Bug 90682 - [NVE6] failed to idle channel 0xcccc0001 + crash
Summary: [NVE6] failed to idle channel 0xcccc0001 + crash
Status: NEW
Alias: None
Product: xorg
Classification: Unclassified
Component: Driver/nouveau (show other bugs)
Version: unspecified
Hardware: x86-64 (AMD64) Linux (All)
: medium normal
Assignee: Nouveau Project
QA Contact: Xorg Project Team
URL:
Whiteboard:
Keywords:
Depends on:
Blocks:
 
Reported: 2015-05-27 14:30 UTC by Thomas Stewart
Modified: 2015-05-27 16:53 UTC (History)
0 users

See Also:
i915 platform:
i915 features:


Attachments
dmesg captured with kdump (84.76 KB, text/plain)
2015-05-27 14:30 UTC, Thomas Stewart
no flags Details
Xorg.0.log with nouveau.noaccel=1 (34.39 KB, text/plain)
2015-05-27 15:48 UTC, Thomas Stewart
no flags Details
dmesg captured with kdump with video=eDP-1:d (84.99 KB, text/plain)
2015-05-27 16:50 UTC, Thomas Stewart
no flags Details
dmesg with nouveau.noaccel=1 video=eDP-1:d (82.10 KB, text/plain)
2015-05-27 16:52 UTC, Thomas Stewart
no flags Details
Xorg.0.log with nouveau.noaccel=1 video=eDP-1:d (32.01 KB, text/plain)
2015-05-27 16:53 UTC, Thomas Stewart
no flags Details

Note You need to log in before you can comment on or make changes to this bug.
Description Thomas Stewart 2015-05-27 14:30:03 UTC
Created attachment 116084 [details]
dmesg captured with kdump

Hi,

My Lenovo W540 started crashing when I upgraded from Linux 3.14 to 3.16 in Sept 2014. I continued to use 3.14 and I did nothing till last week when I tried Linux 4.0 (from sid) which kept crashing soon after logging in to GNOME 3. I EFI boot to grub and use GRUB_GFXPAYLOAD_LINUX=keep. Then use KMS and Plymouth till GDM, X.Org and GNOME3. When it crashed the mouse and keyboard no longer did anything (ie Ctrl-Alt-F1 did not work) and the laptop appeared to drop off the network. 

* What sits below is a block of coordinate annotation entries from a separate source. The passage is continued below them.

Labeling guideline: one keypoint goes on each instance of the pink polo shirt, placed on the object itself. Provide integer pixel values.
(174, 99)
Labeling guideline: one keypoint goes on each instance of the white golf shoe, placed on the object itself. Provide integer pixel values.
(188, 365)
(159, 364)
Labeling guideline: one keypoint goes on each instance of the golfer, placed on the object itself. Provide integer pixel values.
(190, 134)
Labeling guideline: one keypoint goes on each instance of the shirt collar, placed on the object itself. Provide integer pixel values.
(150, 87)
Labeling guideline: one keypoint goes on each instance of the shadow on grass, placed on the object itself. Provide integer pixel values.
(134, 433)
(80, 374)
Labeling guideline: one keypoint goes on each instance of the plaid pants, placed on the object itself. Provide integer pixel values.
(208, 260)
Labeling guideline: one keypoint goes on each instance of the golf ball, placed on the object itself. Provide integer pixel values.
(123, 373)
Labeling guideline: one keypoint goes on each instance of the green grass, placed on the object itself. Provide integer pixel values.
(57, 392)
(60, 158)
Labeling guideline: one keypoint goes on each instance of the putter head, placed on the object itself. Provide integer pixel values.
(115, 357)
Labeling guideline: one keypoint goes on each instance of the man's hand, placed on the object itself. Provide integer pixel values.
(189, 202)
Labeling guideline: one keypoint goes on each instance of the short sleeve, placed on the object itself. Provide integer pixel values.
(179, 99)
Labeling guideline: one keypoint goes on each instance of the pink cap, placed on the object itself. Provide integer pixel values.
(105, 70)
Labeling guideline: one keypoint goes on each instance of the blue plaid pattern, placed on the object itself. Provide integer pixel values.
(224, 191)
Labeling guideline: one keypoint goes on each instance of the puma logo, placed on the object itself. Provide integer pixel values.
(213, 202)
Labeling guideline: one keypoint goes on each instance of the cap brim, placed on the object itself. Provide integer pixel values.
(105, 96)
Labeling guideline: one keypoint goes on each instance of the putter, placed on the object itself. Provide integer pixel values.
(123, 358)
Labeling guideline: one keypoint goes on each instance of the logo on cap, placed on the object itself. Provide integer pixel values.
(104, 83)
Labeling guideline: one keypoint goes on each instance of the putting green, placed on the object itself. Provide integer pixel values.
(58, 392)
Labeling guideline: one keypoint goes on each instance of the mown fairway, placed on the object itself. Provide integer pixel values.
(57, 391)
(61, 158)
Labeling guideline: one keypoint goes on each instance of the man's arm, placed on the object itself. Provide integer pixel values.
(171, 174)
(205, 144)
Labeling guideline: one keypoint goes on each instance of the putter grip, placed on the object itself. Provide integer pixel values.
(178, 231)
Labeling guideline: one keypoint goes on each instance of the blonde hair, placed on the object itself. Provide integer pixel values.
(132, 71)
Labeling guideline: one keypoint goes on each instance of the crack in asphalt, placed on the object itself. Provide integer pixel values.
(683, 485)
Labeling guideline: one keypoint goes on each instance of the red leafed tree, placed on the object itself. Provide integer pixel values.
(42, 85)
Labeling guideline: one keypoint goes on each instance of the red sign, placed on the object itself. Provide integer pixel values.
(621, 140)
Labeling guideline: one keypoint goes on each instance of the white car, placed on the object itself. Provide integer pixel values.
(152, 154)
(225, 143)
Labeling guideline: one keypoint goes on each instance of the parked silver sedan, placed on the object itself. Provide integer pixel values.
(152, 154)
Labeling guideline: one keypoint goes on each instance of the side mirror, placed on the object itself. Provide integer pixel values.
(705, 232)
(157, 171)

When I boot with Linux 4.0 and login to GNOME 3, it would crash within minutes, but sometimes an hour. I manually compiled 3.15, 3.16, 3.17, 3.18, 3.19 and 4.0 which all had various issues: the external monitor resolution was broken on 3.15, 3.16 seemed ok, but 3.17, 3.18, 3.19 and 4.0 all seemed to crash soon after boot.

I used kdump to capture a dump and dmesg and there was a message about nouveau:
[   76.792370] nouveau E[     DRM] failed to idle channel 0xcccc0001 [DRM]

Then 60 microseconds later a BUG:
[   76.792430] BUG: unable to handle kernel paging request at ffff8805660b7ffc
[   76.792455] IP: [<ffffffffa0406bf3>] evo_wait+0x53/0x120 [nouveau]

After a little googling I found out about the "nouveau.runpm=0" parameter. Once I added this parameter and rebooted my laptop has worked fine with Linux 4.0. However I have not tried that parameter in any previous kernels so am unsure which release this workaround started working.

I'm now happy that I have a working system with working lcd screen brightness controls and multi-stream transport monitors that work. However I don't want to kill the laptops battery by permanently disabling the power management. I could try bisecting, but with so many revisions I'm not sure what to mark good and bad or if I should use runpm at all.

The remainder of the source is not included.